Generally, the beginning time of control input is uncertain. We suppose that system (37) is controlled via intermittent control when \(t>2\) and define the intermittent control as

$$\begin{aligned} \begin{aligned}&\mu (x(t))= \left\{ \begin{array}{lr} 0, \qquad 0<t<2\\ -2x(t),\qquad 2+0.4n\le t<2+0.4n+0.2\\ 0, \qquad 2+0.4n+0.2\le t<2+0.4n+0.4 \end{array} \qquad n=0,1,2,3,\ldots \right. \\ \end{aligned} \end{aligned}$$
(38)

then, we can get the controlled system as

$$\begin{aligned} \begin{aligned}&_{0}^CD^{0.3}_{t}x(t)= \left\{ \begin{array}{lr} -2x(t), \qquad 0<t<2\\ -1.9x(t),\qquad 2+0.4n\le t<2+0.4n+0.2\\ 0.1x(t), \qquad 2+0.4n+0.2\le t<2+0.4n+0.2 \end{array} \qquad n=0,1,2,3,\cdots \right. \\ \end{aligned} \end{aligned}$$
(39)

According to Theorem 1 in [1], we can get \(A=-2,K=-2\). Suppose \(P=1\), \(\zeta _{1}=2.1\), \(\zeta _{2}=0\), \(\alpha _{1}=3.8\), \(\beta _{1}=0.2\) and get

  1. (1)

    \(\Vert f(x_{1}(t))-f(x_{2}(t))\Vert \le 2.1\Vert x_{1}(t)-x_{2}(t)\Vert \), we can set \(l_{f}=2.1\).

  2. (2)

    When \(2+0.4n\le t<2+0.4n+0.2\), \(A^{T}P+K^{T}P+PA+PK+\zeta _{1}P^{2}+\zeta _{1}^{-1}l_{f}^{2}+\zeta _{2}P^{2}+\alpha _{1}P\le 0\),

  3. (3)

    When \(2+0.4n+0.2\le t<2+0.4n+0.4\) , \(A^{T}P+PA+\zeta _{1}P^{2}+\zeta _{1}^{-1}l_{f}^{2}+\zeta _{2}P^{2}-\beta _{1}P\le 0\),

  4. (4)

    \(E_{0.3}(-3.8*0.2^{0.3})E_{0.3}(0.2*0.2^{0.3})=0.9929 \le 1\).

Obviously, example 3 satisfies the conditions of Theorem in [1]. Construct a positive function as: \(V(t)=x^{2}(t)\) and set the initial value as \(x(0)=6\). We can get \(V(2+0.4)\le V(2){E_{0.3}((-3.8)*0.2^{0.3}})E_{0.3}((0.2)*0.2^{0.3})\le V(2)\) according to the proof process of Theorem 1 in [1]. Similarly, we can get \(V(2)\ge V(2+0.4)\ge V(2+0.8)\ge \cdots \).

We take numerical simulation at the same condition and the simulation result is shown in Fig. 3. Figure 3 shows that \(V(2)\le V(2+0.4)\le V(2+0.8)\le \cdots \) , which contradicts with the theoretical analysis according to Theorem 1 [1].

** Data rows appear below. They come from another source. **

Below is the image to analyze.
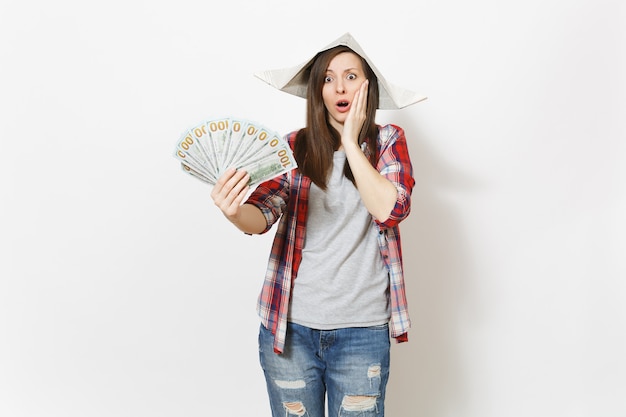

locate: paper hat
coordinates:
[254,33,426,110]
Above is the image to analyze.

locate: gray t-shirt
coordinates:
[289,151,390,330]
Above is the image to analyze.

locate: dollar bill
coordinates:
[174,117,297,185]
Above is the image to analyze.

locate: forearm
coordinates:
[227,204,267,234]
[344,143,398,222]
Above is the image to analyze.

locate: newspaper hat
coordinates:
[254,33,426,110]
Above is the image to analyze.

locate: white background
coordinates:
[0,0,626,417]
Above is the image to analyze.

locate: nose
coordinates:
[337,80,346,94]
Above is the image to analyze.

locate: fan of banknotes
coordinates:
[174,117,297,186]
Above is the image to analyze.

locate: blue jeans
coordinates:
[259,323,390,417]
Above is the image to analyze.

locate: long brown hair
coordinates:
[294,46,378,190]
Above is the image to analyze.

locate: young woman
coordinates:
[211,34,422,417]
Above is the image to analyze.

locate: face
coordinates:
[322,52,366,132]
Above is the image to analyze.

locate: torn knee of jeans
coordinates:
[274,379,306,389]
[283,402,306,417]
[341,395,377,412]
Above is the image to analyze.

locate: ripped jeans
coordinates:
[259,323,390,417]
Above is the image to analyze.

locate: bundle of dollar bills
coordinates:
[174,117,297,186]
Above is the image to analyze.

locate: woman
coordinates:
[211,34,423,417]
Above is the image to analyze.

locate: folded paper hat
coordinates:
[254,33,426,109]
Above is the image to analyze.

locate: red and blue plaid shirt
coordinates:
[247,125,415,353]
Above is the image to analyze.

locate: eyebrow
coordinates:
[326,67,360,74]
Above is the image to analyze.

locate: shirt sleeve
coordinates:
[246,173,291,234]
[376,124,415,228]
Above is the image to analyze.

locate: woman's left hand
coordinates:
[341,80,369,148]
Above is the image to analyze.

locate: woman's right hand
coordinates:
[211,168,250,224]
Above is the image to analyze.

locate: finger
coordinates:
[358,80,369,112]
[211,168,246,202]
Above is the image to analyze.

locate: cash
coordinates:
[174,117,298,186]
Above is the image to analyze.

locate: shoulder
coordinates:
[378,124,406,146]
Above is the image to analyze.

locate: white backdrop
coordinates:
[0,0,626,417]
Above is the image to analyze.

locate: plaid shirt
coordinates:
[247,125,415,353]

Figures 1, 2 and 3 show that fractional order system is related to historical process as the memory property of fractional calculus. The numerical results show that the conclusion of Theorem 1 in [1] is incorrect. Obviously, the conclusion in Theorem 2 in [1] is also incorrect.

4 Conclusion

As mentioned above, we have analyzed the prove process and the conclusion of Theorem 1 in [1] are incorrect. It is necessary to point out these errors to avoid misleading.